A person of mass 60 kg stands on a weighing machine in a lift which is moving
a) upwards with a uniform retardation of `2.8 ms^(-2)`.
b) downwards with a uniform retardation of `2.2 ms^(-2)`. Find the reading shown by the weighing machine in each case

To solve the problem, we will analyze the two scenarios separately: ### Part (a): Lift moving upwards with a uniform retardation of \(2.8 \, \text{m/s}^2\) 1. **Identify the forces acting on the person**: - The weight of the person acting downwards: \( W = mg \) - The normal force (reading of the weighing machine) acting upwards: \( R \) 2. **Given data**: - Mass of the person, \( m = 60 \, \text{kg} \) - Acceleration due to gravity, \( g = 9.8 \, \text{m/s}^2 \) - Retardation (negative acceleration), \( a = -2.8 \, \text{m/s}^2 \) 3. **Calculate the weight of the person**: \[ W = mg = 60 \, \text{kg} \times 9.8 \, \text{m/s}^2 = 588 \, \text{N} \] 4. **Set up the equation of motion**: Since the lift is moving upwards with retardation, we take upward as positive. The equation of motion is: \[ R - W = ma \] Substituting \( a = -2.8 \, \text{m/s}^2 \): \[ R - mg = m(-2.8) \] Rearranging gives: \[ R = mg + m(-2.8) \] \[ R = m(g - a) \] 5. **Substitute the values**: \[ R = 60 \, \text{kg} \times (9.8 \, \text{m/s}^2 - 2.8 \, \text{m/s}^2) \] \[ R = 60 \, \text{kg} \times 7.0 \, \text{m/s}^2 = 420 \, \text{N} \] ### Part (b): Lift moving downwards with a uniform retardation of \(2.2 \, \text{m/s}^2\) 1. **Identify the forces acting on the person**: - The weight of the person acting downwards: \( W = mg \) - The normal force (reading of the weighing machine) acting upwards: \( R \) 2. **Given data**: - Mass of the person, \( m = 60 \, \text{kg} \) - Acceleration due to gravity, \( g = 9.8 \, \text{m/s}^2 \) - Retardation (negative acceleration), \( a = -2.2 \, \text{m/s}^2 \) 3. **Calculate the weight of the person**: \[ W = mg = 60 \, \text{kg} \times 9.8 \, \text{m/s}^2 = 588 \, \text{N} \] 4. **Set up the equation of motion**: Since the lift is moving downwards with retardation, we take downward as positive.
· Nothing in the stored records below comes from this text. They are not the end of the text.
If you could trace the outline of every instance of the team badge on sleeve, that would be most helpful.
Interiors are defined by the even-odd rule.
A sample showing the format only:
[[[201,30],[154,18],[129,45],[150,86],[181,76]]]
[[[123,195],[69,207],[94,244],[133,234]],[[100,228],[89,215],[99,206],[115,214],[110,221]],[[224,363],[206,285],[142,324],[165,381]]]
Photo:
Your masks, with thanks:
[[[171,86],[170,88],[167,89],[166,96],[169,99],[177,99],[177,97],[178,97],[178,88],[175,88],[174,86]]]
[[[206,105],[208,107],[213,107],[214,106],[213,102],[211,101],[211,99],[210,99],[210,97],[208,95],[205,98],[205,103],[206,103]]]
The equation of motion is: \[ mg - R = ma \] Rearranging gives: \[ R = mg - ma \] \[ R = m(g + a) \] 5. **Substitute the values**: \[ R = 60 \, \text{kg} \times (9.8 \, \text{m/s}^2 + 2.2 \, \text{m/s}^2) \] \[ R = 60 \, \text{kg} \times 12.0 \, \text{m/s}^2 = 720 \, \text{N} \] ### Final Answers: - For part (a): The reading shown by the weighing machine is \( 420 \, \text{N} \). - For part (b): The reading shown by the weighing machine is \( 720 \, \text{N} \).